UNCW Music Department Reaches Budding Musicians Through Community Music Academy
Wednesday, November 30, 2016
Dedicated to music education and outreach, the UNCW music department’s Community Music Academy recently won two grants to continue bringing quality music instruction to community members of all ages. With an ETEAL grant for marketing, development and outreach and a Landfall grant for scholarships and free classes, this funding will help shape CMA into what music professor and CMA artistic director Danijela Žeželj-Gualdi hopes it can one day become.
Žeželj-Gualdi co-founded the program in 2010 as an opportunity for the community outside of the university to study with accomplished faculty in high-quality facilities. CMA offers classes for all ages and income levels ranging from “Mommy and Me” classes for younger children to those teaching the Alexander technique. The academy also offers free “Pre-Twinkle Try It” classes for members who either cannot afford classes or who want to gauge their interest.

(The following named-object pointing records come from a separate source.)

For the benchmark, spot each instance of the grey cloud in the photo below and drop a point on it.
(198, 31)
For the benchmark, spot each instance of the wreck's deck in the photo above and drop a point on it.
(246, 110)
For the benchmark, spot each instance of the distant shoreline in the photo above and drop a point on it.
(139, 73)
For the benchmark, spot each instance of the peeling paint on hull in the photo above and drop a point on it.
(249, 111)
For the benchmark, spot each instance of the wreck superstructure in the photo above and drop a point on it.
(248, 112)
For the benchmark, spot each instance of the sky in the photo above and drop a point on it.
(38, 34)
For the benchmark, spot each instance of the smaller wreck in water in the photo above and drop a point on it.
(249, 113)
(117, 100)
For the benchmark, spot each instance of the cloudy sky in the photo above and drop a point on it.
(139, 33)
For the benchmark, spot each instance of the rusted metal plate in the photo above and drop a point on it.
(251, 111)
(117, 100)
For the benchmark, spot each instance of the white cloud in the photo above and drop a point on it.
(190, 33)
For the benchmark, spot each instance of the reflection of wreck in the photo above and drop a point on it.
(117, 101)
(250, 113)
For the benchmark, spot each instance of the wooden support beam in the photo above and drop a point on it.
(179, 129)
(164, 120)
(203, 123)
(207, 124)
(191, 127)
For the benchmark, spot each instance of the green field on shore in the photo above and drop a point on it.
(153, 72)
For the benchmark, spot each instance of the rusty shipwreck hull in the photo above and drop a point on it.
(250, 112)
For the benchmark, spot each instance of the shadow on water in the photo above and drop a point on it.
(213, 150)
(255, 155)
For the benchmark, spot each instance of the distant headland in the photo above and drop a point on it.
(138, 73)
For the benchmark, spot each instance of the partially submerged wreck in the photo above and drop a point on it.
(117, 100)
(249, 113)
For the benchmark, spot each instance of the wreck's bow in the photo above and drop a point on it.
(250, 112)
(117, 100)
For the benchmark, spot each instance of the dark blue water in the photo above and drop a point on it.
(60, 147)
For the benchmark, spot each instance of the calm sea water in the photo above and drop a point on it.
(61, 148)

CMA also benefits UNCW music students by offering them applied learning opportunities. Žeželj-Gualdi started a student teaching program within CMA for students to become teachers. She hopes to develop this program into a larger enterprise, eventually offering assistantships for students to further develop their skills in music education and performance. She instituted an internship program for students to help her run the academy and learn the business and administrative side of music.
“I have two student interns,” said Žeželj-Gualdi. “For them it is an amazing opportunity to learn how a nonprofit music organization or small business works behind the stage. They learn marketing, grants research and application, recruitment and outreach tools, development and project management. They also help me with web design and social site management.”
As part of CMA, community members get the opportunity to work with internationally renowned musicians like pianist Paolo Andre Gualdi. The academy puts on two student recitals every semester along with a spring benefit recital. In the future, Žeželj-Gualdi wants to establish satellite programs in local schools, and her ideas do not stop there.
“It’s ambitious, I know, but I would like it to grow into an international conservatory type of school,” she said. “I would like to see it grow to have outreach to incredible places like Carnegie Hall.”